O IRGC fez ainda saber que a Força Naval “está a finalizar os preparativos operacionais do plano anunciado pelas autoridades iranianas para a nova ordem no Golfo Pérsico”, numa declaração publicada na rede social X.
De referir Donald Trump, ameaçou atacar infraestruturas iranianas na próxima terça-feira, data em que expira o ultimato que impôs ao país persa para reabrir o Estreito de Ormuz ou enfrentar o que chamou de “inferno”.
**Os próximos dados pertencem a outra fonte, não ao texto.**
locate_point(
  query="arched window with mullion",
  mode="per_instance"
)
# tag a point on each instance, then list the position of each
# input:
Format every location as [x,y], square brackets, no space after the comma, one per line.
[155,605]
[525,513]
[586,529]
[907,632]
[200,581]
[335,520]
“Se não fizerem nada antes de terça-feira à noite, não terão nenhuma central elétrica e não lhes restará nenhuma ponte de pé”, disse Trump, numa entrevista ao The Wall Street Journal, segundo cita a imprensa internacional.
Em resposta, o porta-voz do Ministério dos Negócios Estrangeiros do Irão, Esmaeil Baghaei Hamaneh, assegurou que “caso as infraestruturas do Irão sejam atacadas”, o país reagirá “da mesma forma”.
O encerramento de Ormuz, por onde transita cerca de 20 % do petróleo mundial, é uma das consequências da guerra no Médio Oriente, iniciada no passado dia 28 de Fevereiro após bombardeamentos dos Estados Unidos e de Israel contra o Irão.
A agência noticiosa Fars, associada ao IRGC, informou este domingo que “quinze navios atravessaram o estreito de Ormuz com autorização do Irão nas últimas 24 horas”.
Segundo a notícia, o tráfego marítimo nesta via estratégica “é 90 % inferior ao registado antes do início da guerra”.
A comissão parlamentar iraniana aprovou há dias, um projecto de lei para impor taxas de trânsito aos navios que atravessarem esta importante via navegável.